Looking ahead to the third quarter, North American cloud service providers' (CSPs) demand continues to grow, and server brand vendors' order momentum remains strong, which will continue to drive up Enterprise SSD procurement capacity. Due to the continued supply shortage into the third quarter, TrendForce estimates that contract prices will increase by 15% quarter-on-quarter in the third quarter, and OEMs' revenue will increase by nearly 20% quarter-on-quarter.

Market research firm TechInsights released a report stating that system-on-chip (SoC) revenue will grow by 17% in 2024 and continue to grow at a compound annual growth rate of 9% through 2029. TechInsights expects the SoC market to grow from US$291 billion in 2023 to US$478 billion in 2029, driven by rapid growth in the computing sector.

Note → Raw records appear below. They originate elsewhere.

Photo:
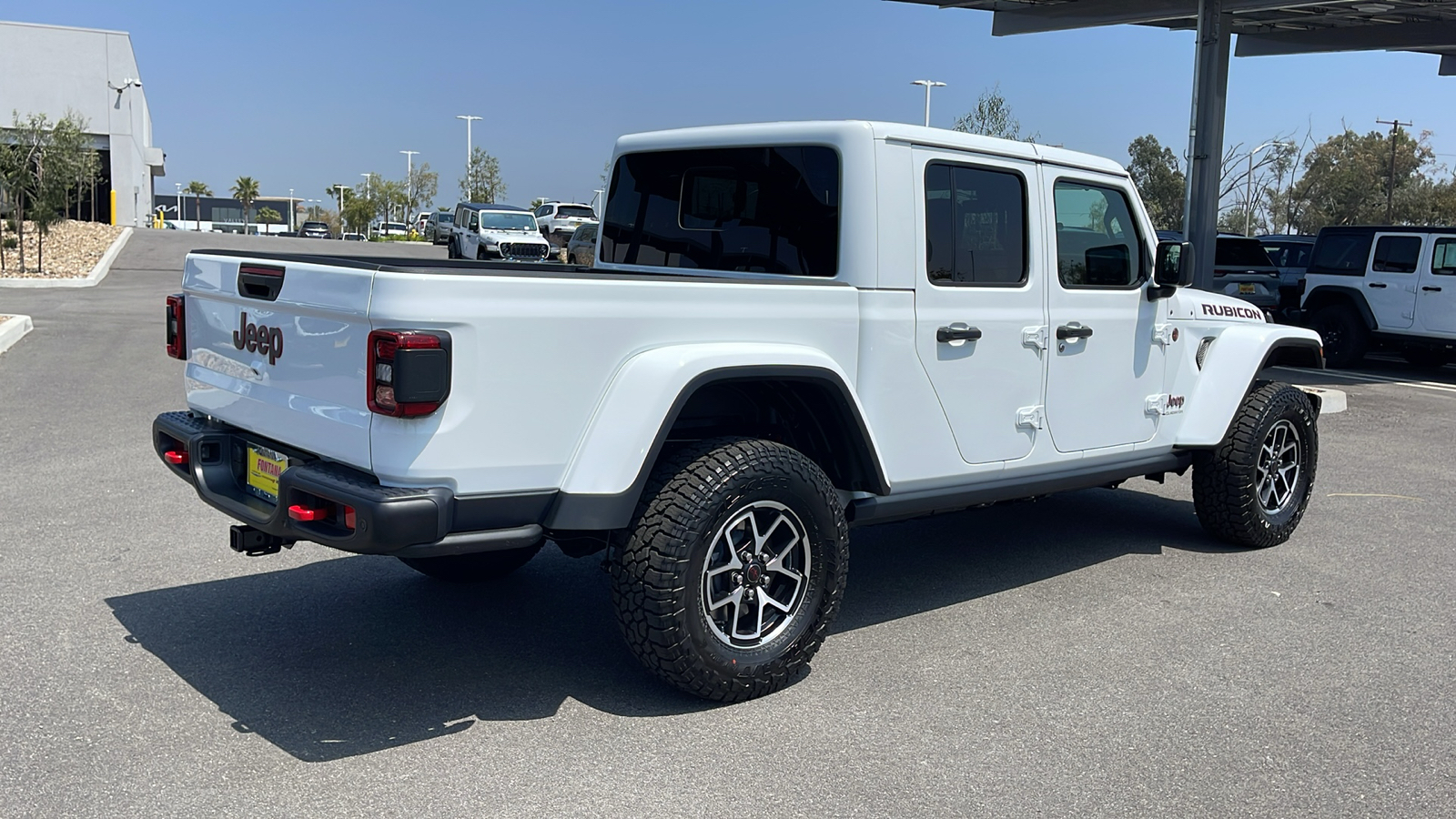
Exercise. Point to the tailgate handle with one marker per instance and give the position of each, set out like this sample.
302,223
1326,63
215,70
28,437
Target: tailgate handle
259,281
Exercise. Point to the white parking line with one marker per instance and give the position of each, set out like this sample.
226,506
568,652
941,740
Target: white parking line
1378,379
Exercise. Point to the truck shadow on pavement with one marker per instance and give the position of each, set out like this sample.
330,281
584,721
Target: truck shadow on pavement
349,656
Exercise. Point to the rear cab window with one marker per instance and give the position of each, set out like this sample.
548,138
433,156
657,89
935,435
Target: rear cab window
769,208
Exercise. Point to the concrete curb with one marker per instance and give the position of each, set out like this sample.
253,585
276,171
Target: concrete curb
1331,401
14,329
89,280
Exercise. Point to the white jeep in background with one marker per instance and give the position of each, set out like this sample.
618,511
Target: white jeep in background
495,232
791,329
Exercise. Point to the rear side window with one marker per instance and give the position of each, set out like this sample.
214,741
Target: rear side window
1097,239
750,208
1239,252
1443,259
975,225
1341,254
1397,254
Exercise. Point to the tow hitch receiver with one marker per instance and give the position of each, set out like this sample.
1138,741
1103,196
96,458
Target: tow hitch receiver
255,542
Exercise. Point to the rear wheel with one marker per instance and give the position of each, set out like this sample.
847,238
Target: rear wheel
1343,332
1254,487
733,569
473,567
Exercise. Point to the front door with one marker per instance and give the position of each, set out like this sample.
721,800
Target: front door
1104,361
1390,283
1436,302
980,286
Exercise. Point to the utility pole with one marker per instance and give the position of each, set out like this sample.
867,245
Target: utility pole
470,182
928,86
1390,186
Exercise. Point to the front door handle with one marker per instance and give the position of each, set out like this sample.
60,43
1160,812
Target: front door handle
957,332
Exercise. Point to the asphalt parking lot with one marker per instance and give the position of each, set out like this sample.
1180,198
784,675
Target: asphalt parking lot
1092,653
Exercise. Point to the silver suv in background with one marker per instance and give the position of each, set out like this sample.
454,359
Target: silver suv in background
558,220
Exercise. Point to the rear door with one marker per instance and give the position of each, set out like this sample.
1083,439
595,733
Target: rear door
1390,283
1436,302
1104,361
278,349
980,286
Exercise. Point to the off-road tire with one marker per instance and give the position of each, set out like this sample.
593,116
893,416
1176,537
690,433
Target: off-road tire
1426,356
1225,481
659,566
1343,332
477,567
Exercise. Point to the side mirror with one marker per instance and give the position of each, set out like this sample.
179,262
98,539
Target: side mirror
1174,264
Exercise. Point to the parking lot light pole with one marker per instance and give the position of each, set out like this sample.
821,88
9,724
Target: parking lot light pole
410,181
470,182
1249,196
928,86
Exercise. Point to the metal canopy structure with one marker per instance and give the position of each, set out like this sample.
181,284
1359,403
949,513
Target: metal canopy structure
1264,28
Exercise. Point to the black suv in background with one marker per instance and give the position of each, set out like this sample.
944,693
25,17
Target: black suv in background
1241,268
315,230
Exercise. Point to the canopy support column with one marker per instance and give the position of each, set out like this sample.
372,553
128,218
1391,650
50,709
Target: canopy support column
1206,136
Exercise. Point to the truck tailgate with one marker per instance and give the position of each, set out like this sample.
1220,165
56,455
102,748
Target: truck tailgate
278,349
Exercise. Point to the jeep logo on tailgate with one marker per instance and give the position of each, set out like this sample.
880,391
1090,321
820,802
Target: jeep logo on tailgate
258,339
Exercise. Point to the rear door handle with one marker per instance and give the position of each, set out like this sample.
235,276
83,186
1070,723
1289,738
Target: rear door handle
957,332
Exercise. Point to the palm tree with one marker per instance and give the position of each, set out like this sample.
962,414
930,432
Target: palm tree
198,191
245,189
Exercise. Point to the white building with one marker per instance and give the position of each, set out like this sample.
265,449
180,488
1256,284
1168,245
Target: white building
56,69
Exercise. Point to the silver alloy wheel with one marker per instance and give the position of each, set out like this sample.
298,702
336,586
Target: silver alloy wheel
756,573
1279,467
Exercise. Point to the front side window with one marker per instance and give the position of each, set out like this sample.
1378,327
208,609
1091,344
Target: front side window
746,208
1443,259
975,227
1397,254
1097,239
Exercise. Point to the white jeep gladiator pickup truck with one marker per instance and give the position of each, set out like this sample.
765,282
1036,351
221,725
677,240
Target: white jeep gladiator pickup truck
791,329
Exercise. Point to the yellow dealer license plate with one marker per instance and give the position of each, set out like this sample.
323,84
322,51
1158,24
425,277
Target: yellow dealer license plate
264,467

Zou Lan, Director of the Monetary Policy Department of the People's Bank of China, stated at a press conference held by the State Council Information Office on September 5 that policy adjustments such as reserve requirement ratio (RRR) cuts and interest rate reductions would depend on economic trends. "The effects of the RRR cut at the beginning of the year are still being felt, and the current average required reserve ratio for financial institutions is approximately 7%, leaving some room for adjustment." China Merchants Securities' fixed-income team believes that the economy still needs to recover, and RRR cuts can reduce banks' funding costs, thereby helping to lower the overall financing costs for the real economy. Therefore, there is a possibility of further RRR cuts in the future. Oriental Fortune believes that given the weak fundamentals and rising expectations for RRR cuts and interest rate reductions, the bond market will remain in a strong and volatile state. In the short term, the yield on 10-year government bonds is expected to fluctuate within a range of 2.0% to 2.2%.

The average price paid for air tickets during the Mid-Autumn Festival is 40% cheaper than that during the National Day holiday. Data shows that as of September 11, domestic air ticket bookings for the Mid-Autumn Festival exceeded 2.8 million, an increase of approximately 50% from a week ago. Internationally, bookings for inbound and outbound flights during the Mid-Autumn Festival exceeded 570,000, an increase of approximately 15% from a week ago. In terms of ticket prices, online travel booking platforms show that the average price paid for domestic air tickets during the Mid-Autumn Festival is a quarter lower than during the summer vacation and nearly 40% cheaper than during the National Day holiday.

The Federal Reserve will meet in the middle of this month to discuss interest rates. Hong Hao, Chief Economist at Sirui, said that the Fed is likely to cut interest rates, and the next focus will be on the magnitude of the cut (25 basis points or 50 basis points). After the Fed cuts interest rates, it remains to be seen how the People's Bank of China will respond and how exporters will settle their foreign exchange. He mentioned that for many exporters, capital is likely to start flowing back to China. He pointed out that the overall return expectations and capital flows are likely to change, and at least US$400-500 billion in overseas capital could flow back to the Chinese market, providing a significant boost to the appreciation of the Renminbi.

Hong Hao noted that the appreciation of the Renminbi is beneficial to Hong Kong stocks, which are denominated in US dollars but represent Renminbi assets. In this rally, Hong Kong stocks have performed slightly better than A-shares. Due to their low valuations and expectations for Renminbi appreciation, technology stocks have rebounded more strongly. The real estate sector has also been boosted by rumors of mortgage refinancing.